Höhlengänge unterm Schlosshof

Unerwarteter Fund: Bei der Sanierung der Schlossmauer entdeckt ein Arbeiter Höhlengänge unter dem Schlosshof. Die Geschichte des Schlosses muss nun neu geschrieben werden, alte Bausubstanz wurde entdeckt. Eine Dissertation über die neusten Erkenntnisse ist in Arbeit.

Von Martina Propson-Hauck

Unerwarteter Fund: Bei der Sanierung der Schlossmauer entdeckt ein Arbeiter Höhlengänge unter dem Schlosshof. Die Geschichte des Schlosses muss nun neu geschrieben werden, alte Bausubstanz wurde entdeckt. Eine Dissertation über die neusten Erkenntnisse ist in Arbeit.

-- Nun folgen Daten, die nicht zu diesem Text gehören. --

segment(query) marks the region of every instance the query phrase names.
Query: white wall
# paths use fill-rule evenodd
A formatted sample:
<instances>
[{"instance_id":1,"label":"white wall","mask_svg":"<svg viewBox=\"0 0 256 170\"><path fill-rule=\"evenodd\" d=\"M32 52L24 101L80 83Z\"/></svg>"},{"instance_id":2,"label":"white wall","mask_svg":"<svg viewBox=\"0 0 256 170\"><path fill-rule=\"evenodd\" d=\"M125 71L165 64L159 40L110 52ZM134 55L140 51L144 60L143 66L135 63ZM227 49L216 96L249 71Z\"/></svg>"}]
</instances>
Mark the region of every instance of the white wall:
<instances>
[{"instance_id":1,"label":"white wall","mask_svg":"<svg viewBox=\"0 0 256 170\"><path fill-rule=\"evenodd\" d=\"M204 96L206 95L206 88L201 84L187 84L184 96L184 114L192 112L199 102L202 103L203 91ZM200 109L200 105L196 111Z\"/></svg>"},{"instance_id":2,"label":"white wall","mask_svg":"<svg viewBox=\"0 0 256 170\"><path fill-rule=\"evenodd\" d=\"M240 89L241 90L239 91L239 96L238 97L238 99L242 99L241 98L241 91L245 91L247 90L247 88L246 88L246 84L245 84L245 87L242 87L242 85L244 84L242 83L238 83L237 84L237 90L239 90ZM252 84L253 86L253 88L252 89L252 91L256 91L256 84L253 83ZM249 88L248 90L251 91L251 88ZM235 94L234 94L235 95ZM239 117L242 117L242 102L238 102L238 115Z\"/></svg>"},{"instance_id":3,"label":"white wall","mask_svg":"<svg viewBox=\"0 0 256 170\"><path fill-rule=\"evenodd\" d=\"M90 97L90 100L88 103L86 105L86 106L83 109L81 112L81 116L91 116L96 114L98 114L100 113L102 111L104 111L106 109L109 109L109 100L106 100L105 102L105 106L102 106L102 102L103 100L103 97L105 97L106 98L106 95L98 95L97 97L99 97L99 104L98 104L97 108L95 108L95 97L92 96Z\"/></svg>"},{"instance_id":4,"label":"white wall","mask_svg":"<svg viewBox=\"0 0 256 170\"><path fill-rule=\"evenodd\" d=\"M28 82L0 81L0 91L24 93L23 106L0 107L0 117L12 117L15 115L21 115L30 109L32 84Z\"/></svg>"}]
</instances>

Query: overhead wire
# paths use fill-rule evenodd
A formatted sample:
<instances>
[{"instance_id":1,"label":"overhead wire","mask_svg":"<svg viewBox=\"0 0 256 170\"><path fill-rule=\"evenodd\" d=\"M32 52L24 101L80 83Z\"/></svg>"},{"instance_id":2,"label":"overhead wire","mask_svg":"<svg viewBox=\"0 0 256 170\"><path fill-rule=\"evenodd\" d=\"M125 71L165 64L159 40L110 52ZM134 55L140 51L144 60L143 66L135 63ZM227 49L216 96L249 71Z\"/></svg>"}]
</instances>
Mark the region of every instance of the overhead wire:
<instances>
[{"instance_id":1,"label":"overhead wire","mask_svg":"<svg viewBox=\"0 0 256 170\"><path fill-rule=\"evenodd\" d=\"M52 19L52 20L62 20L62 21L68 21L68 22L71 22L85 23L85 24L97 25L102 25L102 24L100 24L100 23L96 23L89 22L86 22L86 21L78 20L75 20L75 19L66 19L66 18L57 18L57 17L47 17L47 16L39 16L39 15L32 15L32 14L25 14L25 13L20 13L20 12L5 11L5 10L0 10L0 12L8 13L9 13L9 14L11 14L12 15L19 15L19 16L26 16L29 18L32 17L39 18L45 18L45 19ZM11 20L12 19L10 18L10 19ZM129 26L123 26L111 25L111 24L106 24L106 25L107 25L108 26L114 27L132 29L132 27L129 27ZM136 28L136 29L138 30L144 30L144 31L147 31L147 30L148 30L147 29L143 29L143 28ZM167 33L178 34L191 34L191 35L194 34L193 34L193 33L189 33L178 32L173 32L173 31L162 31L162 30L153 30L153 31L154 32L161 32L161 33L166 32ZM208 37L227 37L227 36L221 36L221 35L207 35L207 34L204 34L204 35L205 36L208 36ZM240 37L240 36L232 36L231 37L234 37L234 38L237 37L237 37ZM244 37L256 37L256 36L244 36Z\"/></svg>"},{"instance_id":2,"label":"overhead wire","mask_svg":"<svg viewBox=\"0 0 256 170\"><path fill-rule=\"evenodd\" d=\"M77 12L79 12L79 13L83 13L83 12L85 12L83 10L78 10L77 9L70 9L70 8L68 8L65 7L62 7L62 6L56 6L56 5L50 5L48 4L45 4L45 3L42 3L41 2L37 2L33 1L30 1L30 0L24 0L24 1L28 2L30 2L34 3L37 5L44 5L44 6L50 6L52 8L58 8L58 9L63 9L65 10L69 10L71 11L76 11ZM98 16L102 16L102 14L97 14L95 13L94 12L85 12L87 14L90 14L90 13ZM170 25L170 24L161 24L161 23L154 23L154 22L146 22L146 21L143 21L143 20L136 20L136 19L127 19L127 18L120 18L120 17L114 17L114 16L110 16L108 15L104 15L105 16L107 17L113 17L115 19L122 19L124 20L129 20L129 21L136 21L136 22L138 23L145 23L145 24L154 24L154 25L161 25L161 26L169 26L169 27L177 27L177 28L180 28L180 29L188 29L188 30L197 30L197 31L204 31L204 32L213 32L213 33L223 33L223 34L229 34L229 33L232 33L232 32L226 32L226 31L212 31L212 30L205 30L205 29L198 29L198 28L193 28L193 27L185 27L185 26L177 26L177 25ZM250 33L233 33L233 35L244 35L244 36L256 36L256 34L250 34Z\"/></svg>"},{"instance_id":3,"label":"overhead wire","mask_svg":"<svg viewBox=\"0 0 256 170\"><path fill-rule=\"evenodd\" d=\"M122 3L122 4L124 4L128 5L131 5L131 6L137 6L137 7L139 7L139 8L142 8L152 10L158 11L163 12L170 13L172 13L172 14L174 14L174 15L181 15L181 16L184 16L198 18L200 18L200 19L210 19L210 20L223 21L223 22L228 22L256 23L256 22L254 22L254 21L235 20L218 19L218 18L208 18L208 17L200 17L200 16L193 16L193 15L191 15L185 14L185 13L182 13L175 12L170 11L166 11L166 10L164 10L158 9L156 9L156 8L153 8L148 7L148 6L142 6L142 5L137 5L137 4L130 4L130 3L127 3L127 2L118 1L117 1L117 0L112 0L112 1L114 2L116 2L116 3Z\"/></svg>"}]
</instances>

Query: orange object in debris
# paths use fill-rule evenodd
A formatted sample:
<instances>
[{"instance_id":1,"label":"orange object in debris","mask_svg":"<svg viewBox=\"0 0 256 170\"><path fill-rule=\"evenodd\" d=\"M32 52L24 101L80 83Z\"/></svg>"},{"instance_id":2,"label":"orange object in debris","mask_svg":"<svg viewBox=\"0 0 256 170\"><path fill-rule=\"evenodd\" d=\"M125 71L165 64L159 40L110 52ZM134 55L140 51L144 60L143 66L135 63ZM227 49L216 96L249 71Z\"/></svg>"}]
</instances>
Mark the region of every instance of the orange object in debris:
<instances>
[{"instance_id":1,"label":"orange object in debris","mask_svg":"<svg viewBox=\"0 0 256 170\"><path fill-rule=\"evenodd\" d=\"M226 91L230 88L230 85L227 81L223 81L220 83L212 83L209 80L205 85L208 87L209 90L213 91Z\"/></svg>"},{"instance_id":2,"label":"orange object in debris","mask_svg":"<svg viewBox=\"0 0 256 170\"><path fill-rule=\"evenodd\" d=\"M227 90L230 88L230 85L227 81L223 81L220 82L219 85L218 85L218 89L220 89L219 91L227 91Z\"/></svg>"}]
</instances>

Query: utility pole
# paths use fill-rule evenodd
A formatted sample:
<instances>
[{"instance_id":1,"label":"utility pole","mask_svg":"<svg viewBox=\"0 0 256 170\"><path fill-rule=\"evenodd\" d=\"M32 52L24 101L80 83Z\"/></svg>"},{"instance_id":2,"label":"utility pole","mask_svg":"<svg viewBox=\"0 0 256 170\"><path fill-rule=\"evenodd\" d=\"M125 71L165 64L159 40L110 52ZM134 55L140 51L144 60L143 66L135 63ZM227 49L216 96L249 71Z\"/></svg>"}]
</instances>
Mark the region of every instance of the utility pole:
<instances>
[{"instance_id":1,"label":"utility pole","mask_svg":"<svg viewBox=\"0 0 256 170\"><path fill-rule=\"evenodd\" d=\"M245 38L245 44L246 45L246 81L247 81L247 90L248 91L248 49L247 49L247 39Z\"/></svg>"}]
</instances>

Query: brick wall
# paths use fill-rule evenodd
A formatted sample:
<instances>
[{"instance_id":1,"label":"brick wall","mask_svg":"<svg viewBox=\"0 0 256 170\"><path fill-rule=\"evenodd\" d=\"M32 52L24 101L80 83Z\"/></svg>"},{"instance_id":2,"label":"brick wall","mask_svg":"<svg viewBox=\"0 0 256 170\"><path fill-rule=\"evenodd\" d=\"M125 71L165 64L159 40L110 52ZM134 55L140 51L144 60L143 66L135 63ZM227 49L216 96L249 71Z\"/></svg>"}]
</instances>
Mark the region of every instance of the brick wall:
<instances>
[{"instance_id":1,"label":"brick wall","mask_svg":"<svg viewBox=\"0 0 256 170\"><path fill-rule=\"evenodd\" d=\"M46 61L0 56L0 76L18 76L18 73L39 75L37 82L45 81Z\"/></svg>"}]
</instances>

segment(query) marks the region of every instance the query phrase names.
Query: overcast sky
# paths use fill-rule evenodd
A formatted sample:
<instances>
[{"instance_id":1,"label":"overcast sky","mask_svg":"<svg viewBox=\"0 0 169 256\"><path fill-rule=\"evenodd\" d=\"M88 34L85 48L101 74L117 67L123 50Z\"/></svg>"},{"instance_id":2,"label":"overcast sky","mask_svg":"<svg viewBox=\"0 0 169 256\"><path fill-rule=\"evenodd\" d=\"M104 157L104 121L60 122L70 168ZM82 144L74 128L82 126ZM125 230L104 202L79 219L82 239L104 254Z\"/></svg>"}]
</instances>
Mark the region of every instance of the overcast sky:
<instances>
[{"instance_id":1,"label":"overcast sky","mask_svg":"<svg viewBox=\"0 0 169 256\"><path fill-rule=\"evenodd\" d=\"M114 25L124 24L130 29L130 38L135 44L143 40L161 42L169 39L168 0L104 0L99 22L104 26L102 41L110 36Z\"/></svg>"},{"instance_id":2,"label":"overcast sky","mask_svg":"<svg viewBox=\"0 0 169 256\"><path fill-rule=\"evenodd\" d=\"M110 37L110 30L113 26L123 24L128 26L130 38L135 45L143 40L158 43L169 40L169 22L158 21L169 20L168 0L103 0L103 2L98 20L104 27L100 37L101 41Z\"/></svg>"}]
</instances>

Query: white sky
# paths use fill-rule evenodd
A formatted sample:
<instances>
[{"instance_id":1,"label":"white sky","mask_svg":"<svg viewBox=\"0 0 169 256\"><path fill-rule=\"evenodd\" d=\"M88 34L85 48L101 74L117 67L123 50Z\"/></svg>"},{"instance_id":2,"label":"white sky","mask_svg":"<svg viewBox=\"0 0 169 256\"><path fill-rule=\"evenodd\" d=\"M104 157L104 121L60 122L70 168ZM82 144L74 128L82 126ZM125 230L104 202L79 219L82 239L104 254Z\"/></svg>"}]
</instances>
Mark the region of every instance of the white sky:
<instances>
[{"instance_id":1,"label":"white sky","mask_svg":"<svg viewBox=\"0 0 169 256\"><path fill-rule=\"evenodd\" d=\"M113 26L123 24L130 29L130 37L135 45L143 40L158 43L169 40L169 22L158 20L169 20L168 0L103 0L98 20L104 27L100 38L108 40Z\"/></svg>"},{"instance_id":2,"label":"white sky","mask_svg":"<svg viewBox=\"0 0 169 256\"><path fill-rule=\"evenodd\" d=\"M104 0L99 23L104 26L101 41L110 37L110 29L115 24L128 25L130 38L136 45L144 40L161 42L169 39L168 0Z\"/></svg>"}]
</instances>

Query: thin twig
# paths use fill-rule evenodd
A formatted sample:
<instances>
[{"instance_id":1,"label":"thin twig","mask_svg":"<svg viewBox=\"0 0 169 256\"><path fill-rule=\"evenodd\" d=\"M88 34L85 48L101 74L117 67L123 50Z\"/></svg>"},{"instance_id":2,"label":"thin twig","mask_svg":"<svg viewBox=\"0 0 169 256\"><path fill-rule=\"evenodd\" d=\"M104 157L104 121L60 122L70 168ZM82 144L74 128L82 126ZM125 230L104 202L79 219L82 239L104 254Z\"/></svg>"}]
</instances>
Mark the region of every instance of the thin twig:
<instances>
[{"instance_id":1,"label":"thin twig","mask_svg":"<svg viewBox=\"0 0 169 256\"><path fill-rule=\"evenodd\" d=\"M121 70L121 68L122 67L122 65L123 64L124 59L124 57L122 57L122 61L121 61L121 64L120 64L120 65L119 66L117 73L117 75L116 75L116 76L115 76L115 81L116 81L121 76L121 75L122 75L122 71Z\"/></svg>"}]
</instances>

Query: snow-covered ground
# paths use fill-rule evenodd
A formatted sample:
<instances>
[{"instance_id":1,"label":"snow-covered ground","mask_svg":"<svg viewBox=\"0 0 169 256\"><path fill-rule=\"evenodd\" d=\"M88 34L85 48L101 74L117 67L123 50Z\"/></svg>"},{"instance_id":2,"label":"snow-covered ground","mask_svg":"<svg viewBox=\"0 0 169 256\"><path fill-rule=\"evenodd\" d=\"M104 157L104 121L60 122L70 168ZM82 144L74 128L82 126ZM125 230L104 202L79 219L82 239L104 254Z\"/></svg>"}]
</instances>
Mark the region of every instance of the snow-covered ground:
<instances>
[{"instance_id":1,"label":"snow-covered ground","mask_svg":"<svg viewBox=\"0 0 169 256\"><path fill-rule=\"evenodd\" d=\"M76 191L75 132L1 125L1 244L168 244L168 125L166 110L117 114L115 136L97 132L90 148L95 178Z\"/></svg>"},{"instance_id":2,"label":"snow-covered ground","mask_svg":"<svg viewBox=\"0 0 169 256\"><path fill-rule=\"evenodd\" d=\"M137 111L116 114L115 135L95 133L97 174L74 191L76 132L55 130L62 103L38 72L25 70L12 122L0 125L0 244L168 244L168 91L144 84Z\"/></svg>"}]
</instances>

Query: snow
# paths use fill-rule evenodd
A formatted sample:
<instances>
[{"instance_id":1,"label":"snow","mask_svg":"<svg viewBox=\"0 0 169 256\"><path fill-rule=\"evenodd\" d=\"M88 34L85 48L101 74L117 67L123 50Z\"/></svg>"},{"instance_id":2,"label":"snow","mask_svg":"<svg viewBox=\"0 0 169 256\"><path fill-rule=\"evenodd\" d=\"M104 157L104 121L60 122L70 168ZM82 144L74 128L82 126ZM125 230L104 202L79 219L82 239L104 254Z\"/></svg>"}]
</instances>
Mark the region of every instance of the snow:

Da staunte der Polier der Natursteinfirma nicht schlecht: Während er dabei war, den Zement von den Steinen der Stützmauer des oberen Schlosshofs abzuklopfen, kullerte ein Stein in einen Zwischenraum. Als er nachsah, wohin der führte, entdeckte er „gangartige Höhlen“, wie das Karl Weber, Direktor der Schlossverwaltung ausdrückt. Die habe man unter dem Schlosshof, auf dem gegenwärtig gerade die Buden für den Weihnachtsmarkt aufgebaut werden, bislang nicht vermutet. Spaziergänger können vom Schlosspark aus sehen, wo ein solcher Gang hineinführe, denn die Steine der Mauer bleiben nun unverputzt offen liegen. Dort, wo sich ein Bogen im Mauerwerk abzeichnet, befand sich der Zugang .

Diese und weitere Erkenntnisse aus den Sanierungsarbeiten am Schloss wertet gegenwärtig ein Bauforscher für seine Dissertation aus. „Uns war auch vorher schon klar, dass der Königsflügel ältere Substanz birgt, aber nicht , in welchem Ausmaß“, sagt Weber. Man habe Spuren aus dem Mittelalter und der Renaissance gefunden. Die ursprüngliche Burg, Vorläufer des Schlosses, wird auf mindestens 12. Jahrhundert datiert, die Stützmauer hin zum Park stammt aus dem Hochmittelalter. Die größten Um- und Neubauten erlebte die Anlage ab 1680. Doch bevor Weber eine Neuschreibung oder Umdatierung der Schlossgeschichte verkündet, müssten erst sämtliche „Puzzleteile“ miteinander verglichen werden.

Bröckeliges Mauerwerk

Die jetzt teilweise abgeschlossenen umfangreichen Sanierungsarbeiten erlauben Einblicke ins Mauerwerk, die zuvor nicht möglich waren. Für 330 000 Euro sind in den letzten Monaten die Stützmauer sowie die Fassaden des Bibliotheks- und des Archivflügels restauriert worden. Nicht einmal 10 Prozent der gesamten Schlossfassade sind damit allerdings nun erneuert. Auch die romanische Halle ist für weitere 100 000 Euro saniert worden. Feuchtigkeit hatte ihr zugesetzt, die Kapitäle bröckelten und Versalzungen setzten dem Mauerwerk zu. Teile der Halle stammen aus dem Mittelalter. Kaiser Wilhelm II. hatte sie als Geschenk eines russischen Generals erhalten und Louis Jacobi 1901 beauftragt, sie am Schloss anzubauen. Jetzt erstrahlt sie in hellem Eierschalweiß und nicht mehr in Oliv wie zuvor.

Während der umfangreichen Bauarbeiten war im Bibliotheksflügel hinter der romanischen Halle die Hölderlin-Ausstellung in der Bibliothek fast ein Jahr lang nicht zu besichtigen. Die 2006 eingerichtete Ausstellung zeigt unter anderem Faksimiles der Handschriften. An Bildschirmen kann man sich durch Hölderlins Leben und Werk klicken. Es gibt weder einen Schreibtisch noch ein Zimmer Hölderlins. Dafür aber einen Dokumentarfilm, den der SWR unter dem Titel „Hölderlin – Schicksalsjahre in Homburg“ produziert hat. Der läuft in der Ausstellung und ist als DVD im Museumsshop erhältlich.

Bis Weihnachten ist die Hölderlinausstellung dienstags bis sonntags von 10 bis 16 Uhr zu besichtigen.